Las sábanas devolviéndome el frío de la ausencia y de lo incierto. Las mantas caen sobre mí ajustándome el corazón y la cabeza. Me agarran la cintura oprimiéndome, vaciando entre jadeos el último aire caliente.
De frente nada, la pared azul. Hundido en el colchón apenas estrenado –lo compramos juntos, Elvira y yo–, veo cómo los bordes de la cama se levantan. Son grandes taludes de tierra que se deshacen antes de terminar de hacerse, sepultándome poco a poco. El despertador de la mesilla marca el ritmo. La tierra, cada vez más fina se convierte en cenizas que no me dejan ver. Los dedos de los pies girando el cuello, me agarran los tobillos tirando fuerte de mi cuerpo que no se inmuta. Oigo crujir, no sé si seré yo. No siento dolor, es más bien la sensación anticipada de lo que puede pasar, un recuerdo del dolor que puedo llegar a tener pero que no tengo. Siento miedo, pero no dolor. Miedo del dolor. Sin soltarme de la cama, los pies más grandes que yo mismo tiran tan fuerte que me arrancan de colchón quedándose la piel ahí pegada. Herido sin sentir la herida, me viene la náusea que provoca el saber que después de esto no hay nada. Atravieso los dos pisos que me separan del cielo y me dejo caer entre los pinos. Sé que a esto no sobreviviré.
Enciendo la luz e intento deshacerme el grueso nudo de la garganta antes de contestar el teléfono. “Te amo”, me dice Olesia. “Yo a ti”, le digo, dibujando con el dedo su silueta, señalando los bordes de mi necesidad última.

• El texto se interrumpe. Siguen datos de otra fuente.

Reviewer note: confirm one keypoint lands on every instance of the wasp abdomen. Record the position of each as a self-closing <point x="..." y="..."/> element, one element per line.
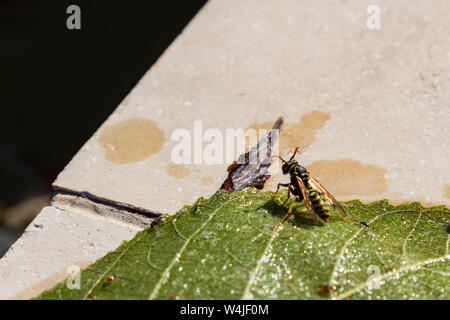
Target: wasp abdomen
<point x="319" y="203"/>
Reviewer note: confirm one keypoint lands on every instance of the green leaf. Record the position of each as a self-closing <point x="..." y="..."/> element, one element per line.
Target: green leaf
<point x="225" y="248"/>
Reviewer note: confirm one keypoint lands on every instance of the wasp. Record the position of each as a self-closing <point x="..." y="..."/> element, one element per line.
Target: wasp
<point x="304" y="186"/>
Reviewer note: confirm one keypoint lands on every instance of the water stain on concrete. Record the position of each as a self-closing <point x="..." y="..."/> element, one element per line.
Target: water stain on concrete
<point x="177" y="171"/>
<point x="46" y="284"/>
<point x="206" y="181"/>
<point x="302" y="134"/>
<point x="347" y="177"/>
<point x="131" y="140"/>
<point x="446" y="190"/>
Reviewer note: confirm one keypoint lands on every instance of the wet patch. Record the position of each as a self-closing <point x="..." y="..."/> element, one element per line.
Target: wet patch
<point x="346" y="177"/>
<point x="177" y="171"/>
<point x="303" y="133"/>
<point x="206" y="181"/>
<point x="131" y="140"/>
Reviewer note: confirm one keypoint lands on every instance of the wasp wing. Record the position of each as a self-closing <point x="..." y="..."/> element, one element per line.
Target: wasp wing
<point x="307" y="199"/>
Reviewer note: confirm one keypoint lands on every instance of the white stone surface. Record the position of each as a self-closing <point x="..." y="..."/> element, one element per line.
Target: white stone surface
<point x="238" y="63"/>
<point x="54" y="241"/>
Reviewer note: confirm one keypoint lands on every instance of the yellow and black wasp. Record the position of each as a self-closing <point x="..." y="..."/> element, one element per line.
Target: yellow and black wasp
<point x="305" y="187"/>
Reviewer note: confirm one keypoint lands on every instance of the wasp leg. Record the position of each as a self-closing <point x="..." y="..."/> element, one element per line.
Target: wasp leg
<point x="286" y="215"/>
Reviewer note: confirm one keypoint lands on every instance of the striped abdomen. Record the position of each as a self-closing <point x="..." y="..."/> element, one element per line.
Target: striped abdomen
<point x="320" y="204"/>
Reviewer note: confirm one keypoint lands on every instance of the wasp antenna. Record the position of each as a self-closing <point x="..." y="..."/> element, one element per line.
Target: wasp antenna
<point x="295" y="152"/>
<point x="277" y="156"/>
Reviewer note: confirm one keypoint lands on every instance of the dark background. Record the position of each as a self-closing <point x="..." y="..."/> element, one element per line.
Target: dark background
<point x="59" y="85"/>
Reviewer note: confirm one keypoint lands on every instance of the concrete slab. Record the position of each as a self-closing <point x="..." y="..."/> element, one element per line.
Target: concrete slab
<point x="370" y="108"/>
<point x="55" y="244"/>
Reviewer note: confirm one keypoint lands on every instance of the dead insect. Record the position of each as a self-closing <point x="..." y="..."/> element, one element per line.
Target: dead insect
<point x="305" y="187"/>
<point x="110" y="278"/>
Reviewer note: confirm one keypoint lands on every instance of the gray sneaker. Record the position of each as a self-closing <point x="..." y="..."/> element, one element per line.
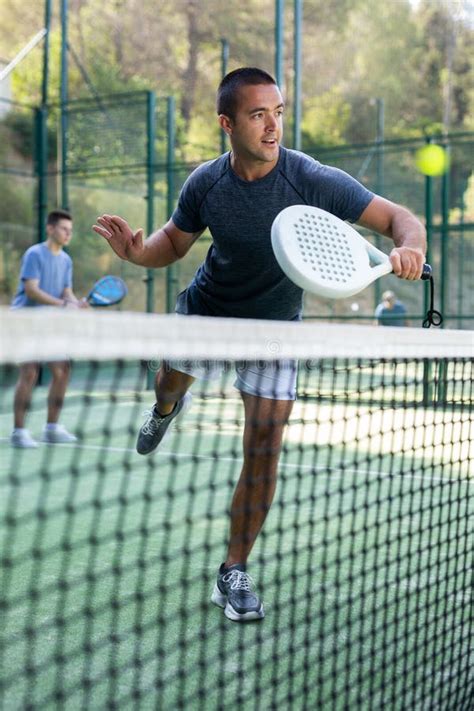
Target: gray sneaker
<point x="234" y="593"/>
<point x="22" y="439"/>
<point x="155" y="426"/>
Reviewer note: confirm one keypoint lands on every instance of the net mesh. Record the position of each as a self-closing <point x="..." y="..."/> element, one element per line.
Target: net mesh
<point x="363" y="564"/>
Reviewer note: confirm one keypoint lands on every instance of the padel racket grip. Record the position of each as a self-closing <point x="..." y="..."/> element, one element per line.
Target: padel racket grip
<point x="427" y="272"/>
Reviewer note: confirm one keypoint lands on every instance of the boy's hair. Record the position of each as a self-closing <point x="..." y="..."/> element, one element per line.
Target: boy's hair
<point x="227" y="93"/>
<point x="55" y="215"/>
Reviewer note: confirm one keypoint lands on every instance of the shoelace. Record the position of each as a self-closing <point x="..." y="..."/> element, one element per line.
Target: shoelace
<point x="153" y="422"/>
<point x="238" y="580"/>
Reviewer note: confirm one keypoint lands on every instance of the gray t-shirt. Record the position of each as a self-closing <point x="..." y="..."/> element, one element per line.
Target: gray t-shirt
<point x="240" y="276"/>
<point x="54" y="272"/>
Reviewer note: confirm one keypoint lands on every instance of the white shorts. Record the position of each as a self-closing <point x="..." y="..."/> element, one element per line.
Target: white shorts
<point x="275" y="380"/>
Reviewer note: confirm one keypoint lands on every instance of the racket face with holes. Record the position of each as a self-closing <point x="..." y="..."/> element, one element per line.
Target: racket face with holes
<point x="324" y="255"/>
<point x="107" y="291"/>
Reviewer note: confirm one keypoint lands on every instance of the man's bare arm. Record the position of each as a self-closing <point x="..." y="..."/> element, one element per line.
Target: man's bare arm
<point x="406" y="231"/>
<point x="162" y="248"/>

Horas de palabras de amor y de presente arrojadas por la pantalla de retina, me traen la mañana fría y limpia de recuerdos. Abro las ventanas de par en par llenando la casa de estiércol. Es el olor de la felicidad pura. Los caminos blancos dejan ver lunares amarillos del pis de los perros.

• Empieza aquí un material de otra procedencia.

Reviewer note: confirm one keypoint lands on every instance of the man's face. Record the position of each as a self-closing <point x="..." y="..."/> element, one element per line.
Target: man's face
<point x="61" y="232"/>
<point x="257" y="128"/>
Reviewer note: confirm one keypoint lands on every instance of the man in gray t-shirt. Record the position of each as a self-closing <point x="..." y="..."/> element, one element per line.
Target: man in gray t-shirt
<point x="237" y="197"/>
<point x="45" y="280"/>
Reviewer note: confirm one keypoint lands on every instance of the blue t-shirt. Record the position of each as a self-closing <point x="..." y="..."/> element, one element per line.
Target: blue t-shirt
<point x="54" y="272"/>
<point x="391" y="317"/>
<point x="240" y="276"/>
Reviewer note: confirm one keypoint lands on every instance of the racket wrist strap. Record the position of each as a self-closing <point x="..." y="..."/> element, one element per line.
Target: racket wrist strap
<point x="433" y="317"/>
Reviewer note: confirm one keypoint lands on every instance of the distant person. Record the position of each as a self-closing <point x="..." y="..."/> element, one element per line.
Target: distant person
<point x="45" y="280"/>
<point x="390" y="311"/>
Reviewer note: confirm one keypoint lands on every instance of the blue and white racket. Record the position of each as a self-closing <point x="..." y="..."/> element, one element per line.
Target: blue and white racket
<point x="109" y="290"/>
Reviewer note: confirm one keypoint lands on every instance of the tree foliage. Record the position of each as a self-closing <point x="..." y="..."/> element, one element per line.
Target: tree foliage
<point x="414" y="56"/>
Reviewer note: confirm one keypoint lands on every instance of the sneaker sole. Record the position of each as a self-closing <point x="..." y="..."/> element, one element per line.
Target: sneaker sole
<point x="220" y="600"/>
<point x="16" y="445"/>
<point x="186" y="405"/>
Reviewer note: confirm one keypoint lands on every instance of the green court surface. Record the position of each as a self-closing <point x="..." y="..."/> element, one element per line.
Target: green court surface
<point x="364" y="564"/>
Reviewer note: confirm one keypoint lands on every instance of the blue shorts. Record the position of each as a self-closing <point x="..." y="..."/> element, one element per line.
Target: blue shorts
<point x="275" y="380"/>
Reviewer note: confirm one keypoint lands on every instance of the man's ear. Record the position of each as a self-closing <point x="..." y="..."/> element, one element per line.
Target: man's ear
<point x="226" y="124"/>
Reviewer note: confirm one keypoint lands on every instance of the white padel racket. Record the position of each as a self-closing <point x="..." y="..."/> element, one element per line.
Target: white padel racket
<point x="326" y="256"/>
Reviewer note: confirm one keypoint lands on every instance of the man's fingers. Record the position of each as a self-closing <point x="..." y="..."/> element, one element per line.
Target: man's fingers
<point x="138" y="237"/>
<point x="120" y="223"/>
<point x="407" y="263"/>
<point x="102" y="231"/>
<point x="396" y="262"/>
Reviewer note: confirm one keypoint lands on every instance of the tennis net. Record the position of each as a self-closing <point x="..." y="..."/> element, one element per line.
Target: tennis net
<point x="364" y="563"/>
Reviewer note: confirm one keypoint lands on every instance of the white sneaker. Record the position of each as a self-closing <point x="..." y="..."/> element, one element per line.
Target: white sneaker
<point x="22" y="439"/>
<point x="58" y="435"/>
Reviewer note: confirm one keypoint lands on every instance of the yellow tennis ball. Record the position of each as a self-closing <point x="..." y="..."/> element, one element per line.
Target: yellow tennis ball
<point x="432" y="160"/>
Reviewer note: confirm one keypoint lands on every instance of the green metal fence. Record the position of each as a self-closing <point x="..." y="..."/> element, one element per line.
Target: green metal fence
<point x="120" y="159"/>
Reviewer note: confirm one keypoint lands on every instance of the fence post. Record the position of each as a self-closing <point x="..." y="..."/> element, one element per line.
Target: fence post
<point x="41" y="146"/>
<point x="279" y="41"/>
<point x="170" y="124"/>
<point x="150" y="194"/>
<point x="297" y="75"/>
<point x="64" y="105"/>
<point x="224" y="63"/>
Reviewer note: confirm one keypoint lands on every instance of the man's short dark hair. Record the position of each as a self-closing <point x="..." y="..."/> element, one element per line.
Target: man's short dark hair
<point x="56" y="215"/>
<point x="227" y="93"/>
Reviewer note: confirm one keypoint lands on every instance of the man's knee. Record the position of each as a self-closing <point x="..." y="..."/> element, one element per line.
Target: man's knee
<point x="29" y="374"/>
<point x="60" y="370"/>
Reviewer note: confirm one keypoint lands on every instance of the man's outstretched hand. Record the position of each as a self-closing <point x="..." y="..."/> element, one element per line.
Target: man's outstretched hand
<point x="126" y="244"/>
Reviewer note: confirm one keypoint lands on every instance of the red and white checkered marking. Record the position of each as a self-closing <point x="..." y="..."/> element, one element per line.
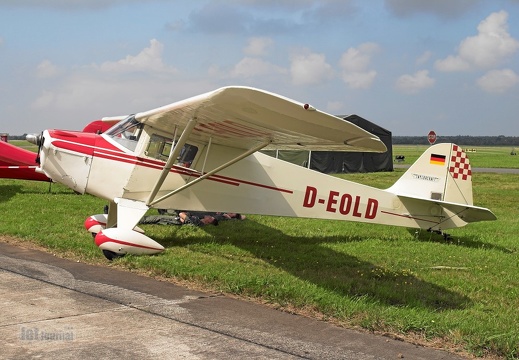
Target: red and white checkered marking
<point x="459" y="166"/>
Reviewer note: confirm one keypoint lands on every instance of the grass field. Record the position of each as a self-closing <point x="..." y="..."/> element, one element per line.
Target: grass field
<point x="461" y="294"/>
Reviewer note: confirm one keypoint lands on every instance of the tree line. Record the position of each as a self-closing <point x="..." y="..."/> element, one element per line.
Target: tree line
<point x="462" y="140"/>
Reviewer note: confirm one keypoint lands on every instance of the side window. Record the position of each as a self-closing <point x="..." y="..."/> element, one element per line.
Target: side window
<point x="160" y="147"/>
<point x="126" y="132"/>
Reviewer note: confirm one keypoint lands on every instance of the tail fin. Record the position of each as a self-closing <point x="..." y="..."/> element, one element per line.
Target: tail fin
<point x="442" y="173"/>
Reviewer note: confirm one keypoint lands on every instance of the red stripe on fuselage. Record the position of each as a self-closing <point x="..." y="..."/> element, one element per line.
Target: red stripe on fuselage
<point x="97" y="146"/>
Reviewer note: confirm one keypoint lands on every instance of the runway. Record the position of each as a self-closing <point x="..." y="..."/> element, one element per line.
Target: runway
<point x="61" y="309"/>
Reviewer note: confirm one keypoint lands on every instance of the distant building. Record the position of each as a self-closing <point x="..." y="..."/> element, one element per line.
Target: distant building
<point x="343" y="161"/>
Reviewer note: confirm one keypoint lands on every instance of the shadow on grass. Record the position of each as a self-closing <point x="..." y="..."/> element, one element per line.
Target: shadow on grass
<point x="314" y="260"/>
<point x="457" y="240"/>
<point x="8" y="191"/>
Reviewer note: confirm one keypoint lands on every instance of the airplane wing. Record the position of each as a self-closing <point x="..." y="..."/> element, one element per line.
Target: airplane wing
<point x="243" y="117"/>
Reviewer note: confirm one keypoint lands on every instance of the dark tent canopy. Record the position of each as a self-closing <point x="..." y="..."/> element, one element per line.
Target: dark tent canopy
<point x="343" y="161"/>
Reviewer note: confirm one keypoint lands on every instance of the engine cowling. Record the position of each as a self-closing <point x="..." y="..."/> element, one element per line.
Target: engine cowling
<point x="115" y="242"/>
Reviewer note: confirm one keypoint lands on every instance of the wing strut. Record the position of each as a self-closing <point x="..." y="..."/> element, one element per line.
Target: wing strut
<point x="173" y="154"/>
<point x="212" y="172"/>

El café sobre la mesa coja y el bizcocho que le compré ayer a la casera, me inundan la cara de risa.
Las fotos que colgamos en la pared al inaugurar la casa me dan la espalda. No me hieren con eso. El tiempo olvidará lo que fuimos. Se nos ve sonrientes en las primeras, los dientes nos delatan. Hay otras con la sonrisa estirada borrando los reproches. Empiezo a descolgar las de abajo, las últimas que nos hicimos. Los labios de Elvira apretados, esperando a que pase el momento, luego los míos.

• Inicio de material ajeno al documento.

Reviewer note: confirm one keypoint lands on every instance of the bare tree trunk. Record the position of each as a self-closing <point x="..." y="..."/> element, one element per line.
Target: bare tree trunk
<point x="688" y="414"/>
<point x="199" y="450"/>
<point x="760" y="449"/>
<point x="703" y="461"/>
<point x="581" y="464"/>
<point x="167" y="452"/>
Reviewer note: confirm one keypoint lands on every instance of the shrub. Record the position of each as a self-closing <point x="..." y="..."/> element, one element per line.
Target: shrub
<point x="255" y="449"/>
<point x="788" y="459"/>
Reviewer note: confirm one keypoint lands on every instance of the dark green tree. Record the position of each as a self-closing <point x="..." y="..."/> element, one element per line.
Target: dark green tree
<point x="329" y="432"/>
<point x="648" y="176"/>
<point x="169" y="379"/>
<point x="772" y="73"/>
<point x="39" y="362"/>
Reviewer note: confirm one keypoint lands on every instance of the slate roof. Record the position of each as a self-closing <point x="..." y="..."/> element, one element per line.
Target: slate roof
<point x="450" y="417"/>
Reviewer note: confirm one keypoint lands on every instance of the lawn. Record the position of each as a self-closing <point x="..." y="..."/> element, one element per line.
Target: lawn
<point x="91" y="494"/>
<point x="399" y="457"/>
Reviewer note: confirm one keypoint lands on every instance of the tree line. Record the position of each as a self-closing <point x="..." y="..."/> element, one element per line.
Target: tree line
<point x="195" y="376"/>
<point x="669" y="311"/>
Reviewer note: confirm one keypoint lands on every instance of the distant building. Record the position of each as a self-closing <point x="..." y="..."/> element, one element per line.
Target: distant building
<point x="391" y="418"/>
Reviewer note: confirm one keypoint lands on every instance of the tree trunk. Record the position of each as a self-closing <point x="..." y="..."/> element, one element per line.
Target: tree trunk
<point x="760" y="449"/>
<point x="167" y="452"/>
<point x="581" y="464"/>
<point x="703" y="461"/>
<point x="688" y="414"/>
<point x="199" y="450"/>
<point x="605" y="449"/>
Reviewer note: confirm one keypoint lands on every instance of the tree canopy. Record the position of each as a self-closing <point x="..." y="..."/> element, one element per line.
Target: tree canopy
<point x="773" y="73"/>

Tengo plástico de burbujas suficiente para envolver lo que me pesa, y papel de celo para enmudecerlo. ¡Coño! ¡Qué dolor por no hacer daño! ¡Qué necesidad de compromiso mientras el corazón solo piensa en desatarse! Prrrrrrrrrr, prrrrrrrrrr, el torcecuello me recuerda lo que he venido a hacer; golpeo la taza con rabia contra la mesa. No se rompe. La tiro contra el suelo.
–¿Cómo estás? –me demanda Olesia.
–Pensándote.
–Define pensándote.
– Dejando la pared limpia de pasado.
–¿Para qué haces eso?
–Para nada. Para ti.
Saco el punzón del bolsillo y me acerco a la pantalla de sesenta pulgadas que acabo de colgar. Con cuidado para no romper el cristal, perfilo la imagen de Olesia. La herida negra en la pantalla negra. Leve, pero para siempre.
La casera camina detrás de las vacas imitándolas en su andadura. Está más gorda que nunca. Mientras camina hace sonar el cencerro. Ve que la miro:
–¿Qué hacéis con la casa por fin?
–Me la quedo –le digo.
–Me alegro, majo. ¿Con Elvira?
–Yo solo.
–Bueno, dale recuerdos. La vida da muchas vueltas.
Salgo corriendo y dejo todo abierto. Detrás del troco de la entrada meo. Otro lunar amarillo sobre la nieve cuajada.